The Colombian state is failing the millions of children who have been affected by the country’s half-century long war, a new report claims.
Released on November 8 by the Alliance For Colombian Children, the damning report urged the Colombian government to “have a greater culture of human rights” and “prioritize the girls, boys and adolescents” traumatized by the conflict.
18 recommendations were made in 2015 by the UN body of the Committee on the Rights of the Child (CRC) to help reinstate rights of children affected by the war.
But the report, entitled ‘Childhood, victim of an armed conflict that still persists’, says Colombia’s government has not complied fully with any of the recommendations and claims the country was largely “indifferent” to children’s suffering during the conflict.
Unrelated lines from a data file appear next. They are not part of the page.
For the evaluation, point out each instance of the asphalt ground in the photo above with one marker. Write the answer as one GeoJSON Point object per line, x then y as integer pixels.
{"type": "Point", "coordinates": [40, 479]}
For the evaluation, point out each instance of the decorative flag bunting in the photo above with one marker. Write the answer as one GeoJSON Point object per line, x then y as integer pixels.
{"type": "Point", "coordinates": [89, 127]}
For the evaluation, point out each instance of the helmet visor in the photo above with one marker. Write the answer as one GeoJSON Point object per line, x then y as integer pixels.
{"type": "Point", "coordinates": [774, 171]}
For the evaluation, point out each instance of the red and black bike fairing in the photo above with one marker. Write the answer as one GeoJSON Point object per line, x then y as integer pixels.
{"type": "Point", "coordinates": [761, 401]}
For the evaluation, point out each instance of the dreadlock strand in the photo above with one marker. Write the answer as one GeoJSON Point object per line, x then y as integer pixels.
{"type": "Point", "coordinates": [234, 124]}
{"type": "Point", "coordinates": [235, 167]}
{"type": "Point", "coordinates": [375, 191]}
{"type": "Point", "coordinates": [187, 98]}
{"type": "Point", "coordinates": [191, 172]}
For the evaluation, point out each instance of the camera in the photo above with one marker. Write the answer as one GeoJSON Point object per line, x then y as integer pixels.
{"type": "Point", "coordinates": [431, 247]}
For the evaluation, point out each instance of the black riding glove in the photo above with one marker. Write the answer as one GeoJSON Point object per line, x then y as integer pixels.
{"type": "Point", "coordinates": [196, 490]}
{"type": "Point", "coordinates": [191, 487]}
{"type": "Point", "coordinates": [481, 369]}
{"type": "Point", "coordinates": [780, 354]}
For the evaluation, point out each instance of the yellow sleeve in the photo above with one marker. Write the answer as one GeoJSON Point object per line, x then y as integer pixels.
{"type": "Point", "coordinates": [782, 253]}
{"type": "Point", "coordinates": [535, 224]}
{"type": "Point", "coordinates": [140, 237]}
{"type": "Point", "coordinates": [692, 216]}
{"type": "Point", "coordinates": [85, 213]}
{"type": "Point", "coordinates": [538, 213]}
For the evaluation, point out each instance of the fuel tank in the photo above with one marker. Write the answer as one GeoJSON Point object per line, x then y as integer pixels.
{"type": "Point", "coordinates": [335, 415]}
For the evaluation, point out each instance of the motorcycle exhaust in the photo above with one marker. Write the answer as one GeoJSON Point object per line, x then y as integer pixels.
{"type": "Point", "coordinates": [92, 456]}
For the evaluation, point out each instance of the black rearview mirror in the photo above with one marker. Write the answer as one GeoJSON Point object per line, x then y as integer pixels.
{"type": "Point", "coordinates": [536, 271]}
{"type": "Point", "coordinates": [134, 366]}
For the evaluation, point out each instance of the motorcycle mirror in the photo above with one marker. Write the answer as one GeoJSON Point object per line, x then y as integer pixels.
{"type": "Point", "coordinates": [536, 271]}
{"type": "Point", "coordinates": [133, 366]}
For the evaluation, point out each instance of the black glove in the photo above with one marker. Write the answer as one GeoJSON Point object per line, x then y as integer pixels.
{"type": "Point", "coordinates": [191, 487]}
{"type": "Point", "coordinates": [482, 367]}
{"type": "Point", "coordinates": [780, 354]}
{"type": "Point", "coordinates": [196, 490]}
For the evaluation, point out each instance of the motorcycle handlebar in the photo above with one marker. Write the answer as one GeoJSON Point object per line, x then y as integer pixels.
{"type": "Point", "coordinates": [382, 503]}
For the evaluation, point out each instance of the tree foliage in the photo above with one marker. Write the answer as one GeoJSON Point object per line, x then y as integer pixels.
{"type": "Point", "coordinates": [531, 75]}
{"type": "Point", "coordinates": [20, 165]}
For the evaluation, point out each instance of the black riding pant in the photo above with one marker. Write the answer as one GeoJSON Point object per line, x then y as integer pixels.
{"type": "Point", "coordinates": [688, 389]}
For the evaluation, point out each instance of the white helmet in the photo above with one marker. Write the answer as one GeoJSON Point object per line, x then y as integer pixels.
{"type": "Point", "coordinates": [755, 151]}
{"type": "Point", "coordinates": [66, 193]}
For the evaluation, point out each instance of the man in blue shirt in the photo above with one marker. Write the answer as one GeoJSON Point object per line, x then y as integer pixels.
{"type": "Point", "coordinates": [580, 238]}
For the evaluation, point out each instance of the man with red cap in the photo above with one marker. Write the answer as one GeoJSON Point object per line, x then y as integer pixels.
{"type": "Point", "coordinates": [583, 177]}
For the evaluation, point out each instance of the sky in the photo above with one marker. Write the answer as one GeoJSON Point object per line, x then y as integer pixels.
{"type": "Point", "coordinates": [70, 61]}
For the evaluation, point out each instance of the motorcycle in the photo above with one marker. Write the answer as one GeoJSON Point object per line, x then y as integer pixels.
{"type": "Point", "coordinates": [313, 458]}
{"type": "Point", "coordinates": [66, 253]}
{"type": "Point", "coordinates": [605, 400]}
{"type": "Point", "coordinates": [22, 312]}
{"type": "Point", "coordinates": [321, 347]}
According to the report, some 2,382,086 Colombians aged 17 and under have been affected by the war, which ran from the 1960s until 2016, when the government signed a peace deal with the country’s biggest rebel group.
Children affected by the war were displaced, exposed to violence, sexual violence and other harm – such as land mines – or had their schools illicitly used by guerrillas or paramilitary groups.
The thousands of children recruited by illegal armed groups are not included in the 2.3 million figure as it is still not certain exactly how many children were taken on.
Colombia’s last standing major rebel group from the war, the ELN, has been accused of still recruiting children to fight against the state. The group this year denied this.
Children were a useful weapon during Colombia’s civil war, often brainwashed into working for armed groups by being made to work as lookouts or arms transporters and later killing machines.
Many others were displaced – a situation which often leads to poverty or relocation to areas which lack basic facilities such as safe water or schools.
Indigenous and Afro-Colombian populations are the groups most likely to have been affected by the conflict and also suffer the highest rates of poverty in the country.